Fikret Başkaya, 28 Şubat sürecinde Müslümanlara konulan yasaklara karşı onlara özgürlük talebinde bulunurken neden ‘şeriat gelecek’ korkusu olmadı?
Engels kendi sınıfsal konumunu hedef almasına rağmen o mücadelenin içerisinde yer almaktan neden imtina etmedi?
Ya da şöyle soralım: İsrail’e neden karşısınız?
Cevap: Çünkü yayılmacı ve Filistinlileri katlediyor.
Peki, Türkiye ve İsrail arasında nasıl bir fark görüyorsunuz? Ya Kürtler ve Filistinliler arasında?
Cevap: ….(tahmin edebilirsiniz)
Şimdi diyeceksiniz ki, konu dönüp dolaşıp yine Kürtlere geldi(!).

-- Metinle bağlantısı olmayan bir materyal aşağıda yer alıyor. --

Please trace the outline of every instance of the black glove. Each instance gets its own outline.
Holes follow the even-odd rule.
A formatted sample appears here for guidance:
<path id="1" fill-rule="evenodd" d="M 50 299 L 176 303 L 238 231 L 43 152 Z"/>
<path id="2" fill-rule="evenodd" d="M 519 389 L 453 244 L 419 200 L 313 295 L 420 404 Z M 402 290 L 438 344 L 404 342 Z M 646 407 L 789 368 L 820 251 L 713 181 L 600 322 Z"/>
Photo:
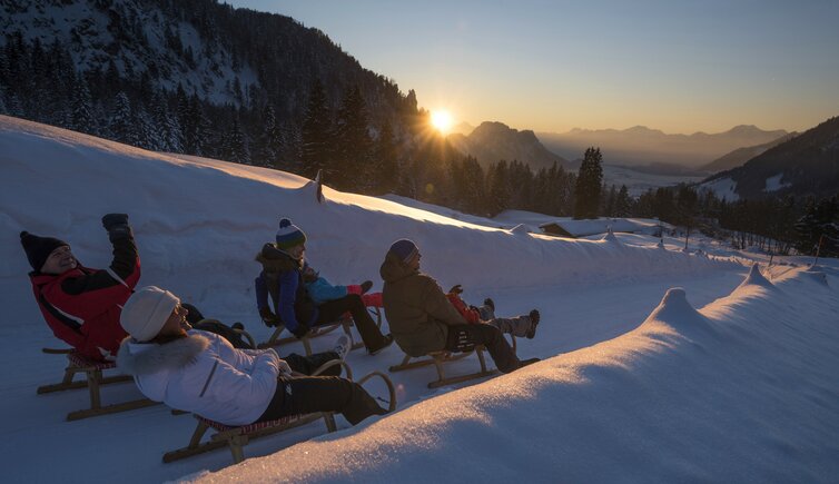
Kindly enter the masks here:
<path id="1" fill-rule="evenodd" d="M 108 214 L 102 217 L 102 227 L 108 230 L 108 238 L 113 241 L 125 237 L 134 237 L 131 226 L 128 225 L 128 214 Z"/>
<path id="2" fill-rule="evenodd" d="M 277 315 L 272 313 L 267 307 L 259 309 L 259 317 L 263 318 L 263 323 L 265 323 L 266 326 L 273 327 L 279 324 Z"/>
<path id="3" fill-rule="evenodd" d="M 292 333 L 297 336 L 297 339 L 302 339 L 306 334 L 308 334 L 309 327 L 306 324 L 298 323 L 297 329 L 293 330 Z"/>

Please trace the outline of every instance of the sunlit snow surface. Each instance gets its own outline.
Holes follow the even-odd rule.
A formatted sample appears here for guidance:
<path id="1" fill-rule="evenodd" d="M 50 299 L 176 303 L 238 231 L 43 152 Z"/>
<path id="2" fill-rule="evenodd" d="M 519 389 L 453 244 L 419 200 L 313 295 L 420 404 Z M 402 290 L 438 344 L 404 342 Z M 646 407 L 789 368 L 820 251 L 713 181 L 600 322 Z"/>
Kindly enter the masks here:
<path id="1" fill-rule="evenodd" d="M 640 235 L 571 240 L 496 220 L 325 190 L 294 175 L 168 156 L 0 117 L 0 412 L 4 482 L 836 482 L 839 475 L 839 297 L 835 260 L 766 258 L 700 240 Z M 426 207 L 434 208 L 434 207 Z M 322 435 L 323 424 L 255 441 L 229 466 L 217 451 L 174 464 L 195 426 L 162 406 L 79 422 L 87 392 L 36 395 L 60 379 L 62 346 L 41 320 L 18 240 L 22 229 L 70 241 L 89 266 L 110 247 L 99 218 L 126 211 L 141 284 L 206 315 L 241 320 L 257 339 L 253 257 L 280 216 L 308 236 L 310 263 L 335 283 L 373 279 L 399 237 L 426 271 L 499 313 L 537 307 L 542 363 L 430 391 L 433 368 L 391 374 L 398 412 Z M 515 220 L 509 220 L 514 223 Z M 520 224 L 530 224 L 523 217 Z M 692 248 L 695 241 L 691 240 Z M 710 254 L 710 256 L 708 255 Z M 751 261 L 760 261 L 753 268 Z M 683 287 L 673 289 L 672 287 Z M 385 324 L 386 325 L 386 324 Z M 386 327 L 386 326 L 385 326 Z M 314 340 L 325 349 L 330 337 Z M 300 350 L 299 345 L 280 353 Z M 356 375 L 398 363 L 396 346 L 348 357 Z M 474 371 L 474 357 L 453 374 Z M 382 395 L 382 388 L 371 391 Z M 106 403 L 137 397 L 130 384 Z M 101 456 L 101 457 L 96 457 Z M 48 465 L 45 465 L 48 463 Z"/>

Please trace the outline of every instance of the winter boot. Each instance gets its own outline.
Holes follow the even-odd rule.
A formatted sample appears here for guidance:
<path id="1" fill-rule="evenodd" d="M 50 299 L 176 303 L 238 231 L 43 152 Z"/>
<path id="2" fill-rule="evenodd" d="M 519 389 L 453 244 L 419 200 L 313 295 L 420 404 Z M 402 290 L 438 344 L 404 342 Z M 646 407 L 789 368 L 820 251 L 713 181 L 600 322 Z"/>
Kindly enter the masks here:
<path id="1" fill-rule="evenodd" d="M 377 348 L 367 348 L 367 353 L 369 353 L 369 355 L 373 356 L 377 354 L 378 352 L 381 352 L 382 349 L 385 349 L 386 347 L 391 346 L 392 343 L 393 343 L 393 335 L 387 334 L 385 335 L 385 340 L 382 344 L 382 346 Z"/>
<path id="2" fill-rule="evenodd" d="M 495 313 L 495 302 L 490 299 L 488 297 L 484 299 L 484 306 L 488 307 L 493 313 Z"/>
<path id="3" fill-rule="evenodd" d="M 527 329 L 527 333 L 524 335 L 527 339 L 533 339 L 534 336 L 536 336 L 536 326 L 539 326 L 539 319 L 541 316 L 539 315 L 537 309 L 533 309 L 530 312 L 530 329 Z"/>
<path id="4" fill-rule="evenodd" d="M 347 353 L 353 349 L 353 339 L 347 335 L 338 336 L 335 340 L 335 348 L 333 349 L 340 359 L 346 359 Z"/>

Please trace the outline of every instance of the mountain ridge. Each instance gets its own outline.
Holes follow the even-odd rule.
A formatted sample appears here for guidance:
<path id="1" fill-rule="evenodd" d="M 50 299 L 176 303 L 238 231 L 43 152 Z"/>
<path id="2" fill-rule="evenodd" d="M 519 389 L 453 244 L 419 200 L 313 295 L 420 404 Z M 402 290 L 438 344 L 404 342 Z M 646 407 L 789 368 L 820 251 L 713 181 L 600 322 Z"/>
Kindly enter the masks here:
<path id="1" fill-rule="evenodd" d="M 517 160 L 534 171 L 557 164 L 570 168 L 571 162 L 551 152 L 533 130 L 517 130 L 500 121 L 484 121 L 468 135 L 452 134 L 446 138 L 453 148 L 473 156 L 486 167 L 501 160 Z"/>

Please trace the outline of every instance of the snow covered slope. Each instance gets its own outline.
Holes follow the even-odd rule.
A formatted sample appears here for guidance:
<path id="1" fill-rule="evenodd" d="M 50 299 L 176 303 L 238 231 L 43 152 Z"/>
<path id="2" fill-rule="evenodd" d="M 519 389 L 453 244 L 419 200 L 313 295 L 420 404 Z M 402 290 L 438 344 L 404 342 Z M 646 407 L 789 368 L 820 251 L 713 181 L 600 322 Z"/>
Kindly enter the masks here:
<path id="1" fill-rule="evenodd" d="M 835 482 L 836 292 L 757 266 L 697 310 L 200 482 Z M 409 432 L 406 432 L 409 429 Z"/>
<path id="2" fill-rule="evenodd" d="M 39 348 L 62 345 L 32 300 L 18 233 L 61 237 L 83 263 L 103 267 L 110 247 L 99 219 L 108 211 L 130 215 L 141 284 L 169 288 L 208 316 L 243 320 L 260 340 L 269 330 L 254 305 L 253 256 L 280 216 L 307 233 L 310 263 L 335 283 L 369 278 L 381 287 L 387 247 L 409 237 L 424 269 L 444 286 L 464 284 L 467 300 L 490 296 L 501 314 L 543 314 L 536 338 L 519 342 L 519 354 L 541 364 L 436 392 L 425 387 L 432 368 L 393 374 L 396 414 L 356 428 L 342 422 L 338 433 L 303 444 L 323 428 L 257 441 L 246 455 L 267 457 L 204 478 L 828 482 L 839 473 L 835 268 L 781 266 L 769 273 L 774 287 L 757 275 L 738 287 L 743 266 L 722 249 L 708 257 L 657 248 L 643 236 L 512 233 L 330 189 L 319 205 L 294 175 L 8 117 L 0 117 L 0 169 L 4 482 L 160 482 L 230 464 L 226 452 L 160 463 L 195 425 L 161 406 L 68 423 L 66 413 L 87 403 L 83 391 L 34 394 L 63 368 Z M 677 285 L 693 307 L 710 305 L 697 313 L 671 292 L 650 316 Z M 283 348 L 290 350 L 299 346 Z M 348 363 L 363 375 L 401 358 L 394 346 L 375 357 L 354 352 Z M 475 365 L 466 358 L 452 372 Z M 121 385 L 103 398 L 136 396 Z M 91 457 L 106 448 L 107 458 Z"/>

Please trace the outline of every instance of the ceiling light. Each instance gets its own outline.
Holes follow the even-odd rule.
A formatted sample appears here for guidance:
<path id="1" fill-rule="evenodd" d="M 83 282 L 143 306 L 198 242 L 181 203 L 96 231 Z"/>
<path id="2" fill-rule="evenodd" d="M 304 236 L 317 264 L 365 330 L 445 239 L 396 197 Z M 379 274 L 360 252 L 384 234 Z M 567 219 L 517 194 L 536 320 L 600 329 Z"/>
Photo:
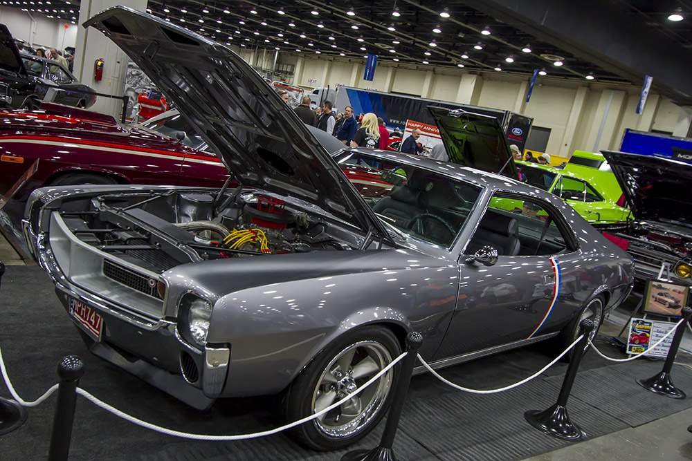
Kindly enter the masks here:
<path id="1" fill-rule="evenodd" d="M 668 20 L 673 21 L 673 22 L 682 21 L 684 19 L 684 17 L 682 15 L 682 8 L 679 6 L 668 17 Z"/>

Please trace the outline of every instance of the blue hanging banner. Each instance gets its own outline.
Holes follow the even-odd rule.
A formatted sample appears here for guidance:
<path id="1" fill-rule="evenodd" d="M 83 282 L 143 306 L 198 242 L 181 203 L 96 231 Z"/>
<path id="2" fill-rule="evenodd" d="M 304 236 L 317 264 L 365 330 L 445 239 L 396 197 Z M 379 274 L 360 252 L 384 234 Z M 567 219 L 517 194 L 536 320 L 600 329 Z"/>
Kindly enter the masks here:
<path id="1" fill-rule="evenodd" d="M 375 76 L 375 66 L 377 65 L 377 55 L 368 55 L 365 59 L 365 75 L 363 75 L 363 80 L 372 82 L 372 78 Z"/>
<path id="2" fill-rule="evenodd" d="M 646 104 L 646 98 L 648 97 L 649 90 L 651 89 L 651 82 L 653 77 L 646 75 L 644 77 L 644 84 L 641 87 L 641 95 L 639 96 L 639 104 L 637 104 L 637 113 L 641 114 L 644 112 L 644 104 Z"/>
<path id="3" fill-rule="evenodd" d="M 529 85 L 529 94 L 526 95 L 526 102 L 531 99 L 531 93 L 534 91 L 534 84 L 536 83 L 536 76 L 538 75 L 538 69 L 534 69 L 534 76 L 531 77 L 531 84 Z"/>

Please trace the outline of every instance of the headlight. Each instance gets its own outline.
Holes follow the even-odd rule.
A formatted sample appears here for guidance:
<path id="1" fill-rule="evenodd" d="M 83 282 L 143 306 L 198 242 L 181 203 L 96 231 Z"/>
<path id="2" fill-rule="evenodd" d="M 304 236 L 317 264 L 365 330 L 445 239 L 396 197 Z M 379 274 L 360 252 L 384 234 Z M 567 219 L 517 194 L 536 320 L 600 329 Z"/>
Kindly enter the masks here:
<path id="1" fill-rule="evenodd" d="M 204 346 L 209 332 L 209 318 L 212 315 L 211 303 L 197 298 L 190 303 L 188 310 L 188 325 L 190 334 L 196 343 Z"/>
<path id="2" fill-rule="evenodd" d="M 675 274 L 677 274 L 678 277 L 682 277 L 683 279 L 687 279 L 692 274 L 692 267 L 688 264 L 684 263 L 680 263 L 675 267 Z"/>

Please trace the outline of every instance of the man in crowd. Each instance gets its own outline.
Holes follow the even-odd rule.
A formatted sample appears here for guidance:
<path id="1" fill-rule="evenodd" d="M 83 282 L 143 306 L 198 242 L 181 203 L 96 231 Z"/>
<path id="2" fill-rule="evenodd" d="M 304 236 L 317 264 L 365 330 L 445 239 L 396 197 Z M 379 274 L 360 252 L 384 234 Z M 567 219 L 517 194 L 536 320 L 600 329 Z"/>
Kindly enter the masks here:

Gelir, çünkü Kürt meselesinin bu noktada bir turnusol işlevi var.
Yani yüz yıllık Cumhuriyet sürecinde Türklükten dolayı ayağınız taşa dahi takılmazken, buna karşın yanı başınızdaki Kürtler daha kendi dillerini dahi sizin “Milli güvenliğiniz” gerekçe edilerek yasaklanırken siz bunun temel nedeni olan Cumhuriyet’i kutlayacak ve bunda bir beis görmeyeceksiniz öyle mi?
Kürtlerin uğradıkları katliamlara bir sözünüz olmayacak, mesela kaybettirilen yakınlarının izini süren Cumartesi Anneleri on yıllardır her hafta polisinizden dayak yerken bir kere dahi karşı durmayacaksınız ama Filistinlilerin yanında durarak kutsal davanın bir neferi olmuş olacaksınız öyle mi?
Oysa hak dediğimiz şey öyle soyut bir şey değil; farklı zamanlarda ve farklı mekânlarda, bürüneceği bir mazlum beden bulur. Dolayısıyla zamana, mekâna ve bedene odaklandığımızda aslolanı görme şansımız olmaz. Ayrıca kimliklerimizin bize sağladığı avantajların da bizleri manipüle etmesi pek olası… Bugün farkında olarak veya olmayarak, hak anlayışınızı Misak-ı Milli sınırlarıyla sınırlandırdığınız gibi…
Söz uzadı ama denk düştü. Hacı Bektaş-ı Veli’nin şu dizeleriyle bitirelim:
‘Hararet nardadır, sacda değildir,
Keramet baştadır, taçta değildir,
Her ne arar isen, kendinde ara,
Kudüs’te, Mekke’de, Hac ’da değildir.’